La mayor parte de los grupos políticos con representación en el Ayuntamiento -salvo el PP, que se abstuvo en la votación- aprobó en el pleno de junio, celebrado este martes, una moción para condenar institucionalmente la sublevación militar franquista y el daño que esta causó a víctimas y familiares, que además tiene como objetivo autorizar la colocación de un monumento conmemorativo en la localidad. Este será erigido en el parque junto a la Avenida de La Laguna y será emplazado el día 22 de julio, cuando tendrá lugar además un homenaje.

La moción había sido presentada por iniciativa de un grupo de familiares y vecinos de Laguna de Duero -Comisión Pro-Homenaje a las víctimas del franquismo- apoyados por el grupo Verdad y Justicia de Valladolid, quienes han realizado en las últimas semanas diversos actos de homenaje para reivindicar la necesidad de un reconomiento a estas víctimas.

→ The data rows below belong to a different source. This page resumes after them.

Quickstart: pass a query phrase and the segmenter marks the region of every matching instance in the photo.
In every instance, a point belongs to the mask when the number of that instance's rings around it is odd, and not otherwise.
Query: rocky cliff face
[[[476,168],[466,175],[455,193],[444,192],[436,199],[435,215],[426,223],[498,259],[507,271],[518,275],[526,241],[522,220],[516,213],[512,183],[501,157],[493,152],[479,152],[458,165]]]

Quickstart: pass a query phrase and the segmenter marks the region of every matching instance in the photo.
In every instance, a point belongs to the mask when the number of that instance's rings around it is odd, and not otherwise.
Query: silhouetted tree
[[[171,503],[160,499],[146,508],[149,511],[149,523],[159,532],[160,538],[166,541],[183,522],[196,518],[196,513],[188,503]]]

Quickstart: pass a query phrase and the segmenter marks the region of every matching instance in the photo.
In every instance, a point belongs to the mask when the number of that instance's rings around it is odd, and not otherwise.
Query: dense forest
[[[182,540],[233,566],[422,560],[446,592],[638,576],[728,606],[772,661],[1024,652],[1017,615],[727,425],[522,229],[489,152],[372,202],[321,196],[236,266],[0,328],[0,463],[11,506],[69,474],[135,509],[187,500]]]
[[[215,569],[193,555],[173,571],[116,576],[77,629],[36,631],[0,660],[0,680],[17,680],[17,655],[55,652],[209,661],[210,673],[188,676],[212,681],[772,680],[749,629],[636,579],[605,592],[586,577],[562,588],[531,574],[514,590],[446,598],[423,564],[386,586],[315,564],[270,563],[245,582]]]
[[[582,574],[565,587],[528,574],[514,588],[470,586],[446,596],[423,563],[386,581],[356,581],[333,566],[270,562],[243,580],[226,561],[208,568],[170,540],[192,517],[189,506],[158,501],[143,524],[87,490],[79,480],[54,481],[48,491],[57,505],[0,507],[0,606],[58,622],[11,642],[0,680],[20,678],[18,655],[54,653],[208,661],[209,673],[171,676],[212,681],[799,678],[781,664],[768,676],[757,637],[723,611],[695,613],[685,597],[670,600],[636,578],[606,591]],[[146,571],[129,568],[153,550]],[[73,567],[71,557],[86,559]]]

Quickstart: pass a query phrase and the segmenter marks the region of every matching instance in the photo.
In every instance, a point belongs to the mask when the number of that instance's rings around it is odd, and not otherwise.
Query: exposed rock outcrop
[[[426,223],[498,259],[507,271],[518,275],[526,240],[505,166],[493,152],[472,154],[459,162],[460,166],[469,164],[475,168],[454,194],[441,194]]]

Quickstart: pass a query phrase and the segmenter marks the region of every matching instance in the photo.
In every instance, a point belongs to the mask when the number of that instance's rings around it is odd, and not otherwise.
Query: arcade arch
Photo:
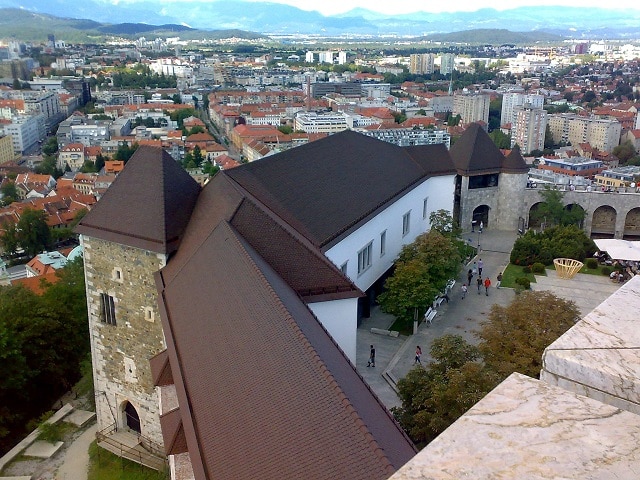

“Estos vecinos, representados hoy por sus descendientes y amigos de la localidad, sufrieron en su día la represión más salvaje por sus ideas democráticas, siendo después sus nombres manchados y hechos desaparecer de la Historia oficial”, reza la moción aprobada este martes, que fue leída por la concejal Lucía Castro (IL), en la que también se recuerda: “No es casualidad que entre los asesinados esté la propia Corporación Municipal, símbolo de la voluntad popular, de la que eran representantes legales. Ellos, junto con otro grupo de personas, mujeres, hombres y adolescentes hasta rebasar el número de cincuenta, sufrieron la locura represiva de los alzados en armas, quienes los detuvieron ilegalmente, los asesinaron e intentaron hacer desaparecer los cuerpos de los que pudieron, abandonándolos en lugares ignorados, sin que a fecha de hoy se sepa con certidumbre el lugar exacto donde se halla la mayor parte de ellos”.

A estos asesinatos, con sus correspondientes efectos sobre las familias de las víctimas “hay que sumar a las vecinas y vecinos encarcelados y maltratados sistemáticamente; el daño sobre el patrimonio de sus familias, el daño moral y psicológico ejercido sobre todas ellas, particularmente sus hijos, dañados de manera irremediable sin que hasta ahora ninguno de ellos haya recibido una reparación acorde con el mal causado”, se apunta antes de indicar que “el Homenaje tiene como finalidad recuperar sus nombres, reivindicar su dignidad, reconocer los hechos ocurridos y ofrecer de esta manera una pública reparación que hasta ahora les ha sido negada por las instituciones y la sociedad. Que en la mayoría de los casos ignora lo ocurrido. El objetivo final es lograr que las familias de las víctimas puedan cerrar sus heridas mediante el conocimiento y la difusión de la verdad ante la comunidad entera”.